Quizzes are a form of active recall as they require knowledge retrieval instead of passively skimming through the material — the more effortful the retrieval, the deeper the learning. If you want to learn in-depth about retrieval and how it can improve your learning capabilities, read this post.
d) Feedback: When testing yourself through a retrieval method, you must receive feedback as soon as possible. If you're employing quizzes, the feedback is immediate. The same happens when you play a wrong note on the piano.

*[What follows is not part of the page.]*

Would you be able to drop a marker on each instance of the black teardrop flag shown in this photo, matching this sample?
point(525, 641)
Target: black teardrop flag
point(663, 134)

e) Retention: Ideally, you want to learn a new skill and be able to use it for a long time. This is where spacing out your retrieving sessions in time comes in handy. With a calendar, you can plan retrieving sessions of different topics ahead and enhance the retention of any skill.
f) Intuition: The more you practice, the more you can trust your intuition.
g) Experimentation: Incorporate different experiments into your learning sessions. Van Gogh experimented with hundreds of different styles and failed at some. Eventually, he was able to develop his own style and technique. If you’re learning photography, try landscapes, portraits, macro photography, architecture, etc.
With this approach, you are able to become a Skill-Learner, and eventually, an UltraLearner.